THE HIGHWAY OF LETTERS

In Dickens' time, as in our own, and even at as early a period as that of Drayton, Fleet Street, as it has latterly been known, has been the abode of letters and of literary labours.

The diarists, journalists, political and religious writers of every party and creed have adopted it as their own particular province. Grub Street no longer exists, so that the simile of Doctor Johnson does not still hold true.

The former Grub Street—"inhabited by writers of small histories, dictionaries, and temporary poems" (vide Doctor Johnson's Dictionary)—has become Milton Street through the mindful regard of some former sponsor, by reason of the nearness of its location to the former Bunhill residence of the great epic poet. But modern Fleet Street exists to-day as the street of journalists and journalism, from the humble penny-a-liner and his product to the more sedate and verbose political paragrapher whose reputation extends throughout the world.

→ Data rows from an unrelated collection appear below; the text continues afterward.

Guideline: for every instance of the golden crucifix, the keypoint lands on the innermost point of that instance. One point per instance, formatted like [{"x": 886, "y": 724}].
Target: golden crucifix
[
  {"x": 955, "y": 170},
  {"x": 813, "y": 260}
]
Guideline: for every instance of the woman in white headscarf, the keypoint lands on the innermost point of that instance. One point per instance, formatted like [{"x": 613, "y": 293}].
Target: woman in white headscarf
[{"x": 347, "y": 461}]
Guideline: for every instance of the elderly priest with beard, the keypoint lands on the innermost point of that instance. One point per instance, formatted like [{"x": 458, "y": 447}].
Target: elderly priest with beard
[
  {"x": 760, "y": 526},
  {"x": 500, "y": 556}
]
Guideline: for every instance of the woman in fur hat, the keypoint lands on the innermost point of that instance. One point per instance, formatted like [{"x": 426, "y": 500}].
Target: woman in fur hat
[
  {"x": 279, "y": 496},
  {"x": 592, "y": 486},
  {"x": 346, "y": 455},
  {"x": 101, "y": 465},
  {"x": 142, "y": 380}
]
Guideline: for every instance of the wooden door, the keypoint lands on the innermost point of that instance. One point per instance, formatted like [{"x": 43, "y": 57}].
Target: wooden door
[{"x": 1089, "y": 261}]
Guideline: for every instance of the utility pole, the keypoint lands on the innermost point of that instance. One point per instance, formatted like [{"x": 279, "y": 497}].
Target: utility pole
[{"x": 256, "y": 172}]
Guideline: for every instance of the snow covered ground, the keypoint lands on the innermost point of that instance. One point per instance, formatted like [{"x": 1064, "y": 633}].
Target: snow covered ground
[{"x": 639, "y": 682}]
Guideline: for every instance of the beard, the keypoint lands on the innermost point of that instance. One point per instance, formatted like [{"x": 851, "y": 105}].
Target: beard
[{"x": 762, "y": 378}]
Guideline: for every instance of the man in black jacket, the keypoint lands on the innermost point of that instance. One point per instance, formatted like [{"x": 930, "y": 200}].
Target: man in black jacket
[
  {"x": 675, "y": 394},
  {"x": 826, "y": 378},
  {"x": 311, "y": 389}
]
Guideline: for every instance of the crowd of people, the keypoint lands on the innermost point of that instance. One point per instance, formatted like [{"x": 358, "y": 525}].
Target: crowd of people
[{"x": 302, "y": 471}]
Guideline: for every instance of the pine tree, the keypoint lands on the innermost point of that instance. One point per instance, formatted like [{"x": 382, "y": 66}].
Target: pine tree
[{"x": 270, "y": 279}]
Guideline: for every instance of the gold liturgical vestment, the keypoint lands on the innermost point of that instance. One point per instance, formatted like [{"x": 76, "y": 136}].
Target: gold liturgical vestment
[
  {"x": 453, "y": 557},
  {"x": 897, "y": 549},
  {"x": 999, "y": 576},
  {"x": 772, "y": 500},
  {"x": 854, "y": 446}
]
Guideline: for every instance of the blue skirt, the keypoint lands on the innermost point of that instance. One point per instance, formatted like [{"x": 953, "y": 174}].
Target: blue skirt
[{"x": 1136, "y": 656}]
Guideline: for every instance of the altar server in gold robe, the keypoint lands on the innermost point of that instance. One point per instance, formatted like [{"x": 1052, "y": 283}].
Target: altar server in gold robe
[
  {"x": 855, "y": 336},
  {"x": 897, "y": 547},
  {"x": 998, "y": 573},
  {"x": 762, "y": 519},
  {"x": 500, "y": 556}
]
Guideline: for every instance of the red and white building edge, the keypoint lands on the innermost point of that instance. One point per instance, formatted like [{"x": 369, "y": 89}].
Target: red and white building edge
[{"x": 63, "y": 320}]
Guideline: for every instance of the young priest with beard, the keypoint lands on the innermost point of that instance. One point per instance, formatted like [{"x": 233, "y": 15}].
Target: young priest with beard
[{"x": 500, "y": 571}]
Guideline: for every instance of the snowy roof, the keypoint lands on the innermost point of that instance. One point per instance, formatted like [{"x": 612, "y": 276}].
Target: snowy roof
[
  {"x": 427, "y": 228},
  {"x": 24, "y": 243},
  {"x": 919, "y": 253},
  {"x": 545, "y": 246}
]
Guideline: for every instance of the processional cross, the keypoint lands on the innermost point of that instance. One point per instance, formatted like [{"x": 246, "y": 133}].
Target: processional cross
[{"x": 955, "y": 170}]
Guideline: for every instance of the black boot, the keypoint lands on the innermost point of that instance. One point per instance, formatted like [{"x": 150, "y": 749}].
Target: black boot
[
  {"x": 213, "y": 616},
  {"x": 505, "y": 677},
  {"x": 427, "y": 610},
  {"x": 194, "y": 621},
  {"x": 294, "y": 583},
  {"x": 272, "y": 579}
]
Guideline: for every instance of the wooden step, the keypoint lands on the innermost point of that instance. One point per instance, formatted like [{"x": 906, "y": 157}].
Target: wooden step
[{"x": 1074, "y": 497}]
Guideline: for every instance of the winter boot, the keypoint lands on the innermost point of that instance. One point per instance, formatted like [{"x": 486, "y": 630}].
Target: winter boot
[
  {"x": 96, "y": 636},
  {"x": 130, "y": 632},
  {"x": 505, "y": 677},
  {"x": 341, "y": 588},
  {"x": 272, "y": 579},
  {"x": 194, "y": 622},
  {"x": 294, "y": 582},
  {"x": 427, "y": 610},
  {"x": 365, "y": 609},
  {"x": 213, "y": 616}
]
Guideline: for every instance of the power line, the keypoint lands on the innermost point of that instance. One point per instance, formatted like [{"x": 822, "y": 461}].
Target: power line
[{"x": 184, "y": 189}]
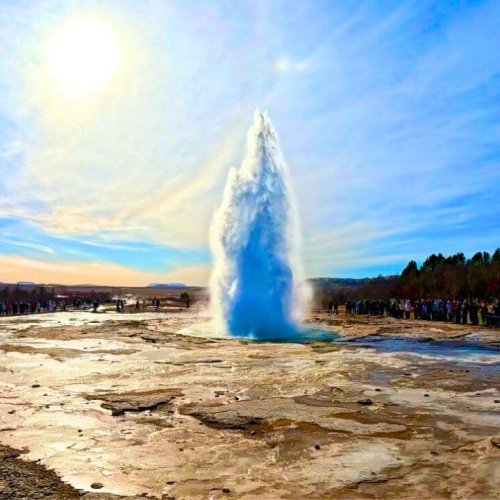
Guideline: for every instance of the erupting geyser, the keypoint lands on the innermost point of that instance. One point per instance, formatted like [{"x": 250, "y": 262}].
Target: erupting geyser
[{"x": 256, "y": 279}]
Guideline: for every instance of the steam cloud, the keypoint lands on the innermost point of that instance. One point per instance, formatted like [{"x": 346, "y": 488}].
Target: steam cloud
[{"x": 255, "y": 287}]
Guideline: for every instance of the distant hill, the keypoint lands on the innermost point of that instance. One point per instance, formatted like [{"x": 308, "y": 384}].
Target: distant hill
[{"x": 167, "y": 285}]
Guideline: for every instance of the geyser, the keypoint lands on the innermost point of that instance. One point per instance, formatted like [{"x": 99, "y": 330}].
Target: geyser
[{"x": 256, "y": 286}]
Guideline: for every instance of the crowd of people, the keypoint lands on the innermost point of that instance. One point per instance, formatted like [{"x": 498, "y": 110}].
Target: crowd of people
[
  {"x": 22, "y": 307},
  {"x": 466, "y": 311},
  {"x": 12, "y": 308}
]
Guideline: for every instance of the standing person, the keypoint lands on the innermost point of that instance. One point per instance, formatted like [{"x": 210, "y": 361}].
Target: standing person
[
  {"x": 465, "y": 311},
  {"x": 407, "y": 308}
]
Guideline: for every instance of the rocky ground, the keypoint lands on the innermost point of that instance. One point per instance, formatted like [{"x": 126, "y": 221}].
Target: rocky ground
[{"x": 109, "y": 405}]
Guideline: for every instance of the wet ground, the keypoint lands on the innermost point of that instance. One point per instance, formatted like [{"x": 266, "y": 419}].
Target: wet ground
[{"x": 150, "y": 405}]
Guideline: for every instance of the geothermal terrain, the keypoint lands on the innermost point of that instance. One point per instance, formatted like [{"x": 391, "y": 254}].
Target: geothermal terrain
[{"x": 113, "y": 405}]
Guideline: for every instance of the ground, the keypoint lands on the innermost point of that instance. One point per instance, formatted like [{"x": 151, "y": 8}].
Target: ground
[{"x": 110, "y": 405}]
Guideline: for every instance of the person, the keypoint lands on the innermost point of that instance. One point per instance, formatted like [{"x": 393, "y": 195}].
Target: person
[{"x": 407, "y": 307}]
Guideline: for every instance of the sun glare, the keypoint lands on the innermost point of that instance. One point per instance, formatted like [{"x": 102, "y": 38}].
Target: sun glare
[{"x": 83, "y": 57}]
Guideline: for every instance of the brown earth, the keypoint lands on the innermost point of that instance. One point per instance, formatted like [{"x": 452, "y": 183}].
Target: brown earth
[{"x": 129, "y": 405}]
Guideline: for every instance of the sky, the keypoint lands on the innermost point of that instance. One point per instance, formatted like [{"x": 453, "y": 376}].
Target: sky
[{"x": 111, "y": 165}]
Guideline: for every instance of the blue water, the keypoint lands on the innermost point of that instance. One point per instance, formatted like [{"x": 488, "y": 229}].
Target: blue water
[
  {"x": 463, "y": 349},
  {"x": 254, "y": 289},
  {"x": 445, "y": 348}
]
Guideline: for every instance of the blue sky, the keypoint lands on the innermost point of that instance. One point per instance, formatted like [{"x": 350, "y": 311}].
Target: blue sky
[{"x": 388, "y": 115}]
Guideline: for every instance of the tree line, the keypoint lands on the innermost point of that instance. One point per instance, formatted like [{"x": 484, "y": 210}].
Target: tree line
[{"x": 453, "y": 276}]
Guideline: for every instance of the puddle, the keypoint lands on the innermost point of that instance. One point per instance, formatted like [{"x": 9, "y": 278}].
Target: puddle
[{"x": 464, "y": 350}]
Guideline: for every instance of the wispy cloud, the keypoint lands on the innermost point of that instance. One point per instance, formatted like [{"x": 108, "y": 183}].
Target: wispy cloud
[{"x": 388, "y": 115}]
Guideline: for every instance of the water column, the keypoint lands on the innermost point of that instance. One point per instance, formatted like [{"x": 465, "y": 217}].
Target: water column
[{"x": 254, "y": 239}]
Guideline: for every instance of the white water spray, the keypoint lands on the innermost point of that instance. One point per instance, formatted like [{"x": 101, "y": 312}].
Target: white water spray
[{"x": 256, "y": 286}]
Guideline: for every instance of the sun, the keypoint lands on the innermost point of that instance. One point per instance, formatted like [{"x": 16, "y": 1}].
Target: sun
[{"x": 83, "y": 56}]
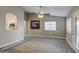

Nowhere else is there a long mile of such an atmosphere, redolent of printers' ink and the bustle attendant upon the production and distribution of the printed word. And nowhere else is the power of the press more potent.

Its historian has described it as "a line of street, with shops and houses on either side, between Temple Bar and Ludgate Hill, one of the largest thoroughfares in London, and one of the most famous."

Its name was derived from the ancient streamlet called the Fleet, more commonly "Fleet Ditch," near whose confluence with the Thames, at Ludgate Hill, was the notorious Fleet Prison, with its equally notorious "marriages."

This reeking abode of mismanagement was pulled down in 1844, when the "Marshalsea," "The Fleet," and the "Queen's Bench" (all three reminiscent of Dickens, likewise Newgate, not far away) were consolidated in a new structure erected elsewhere.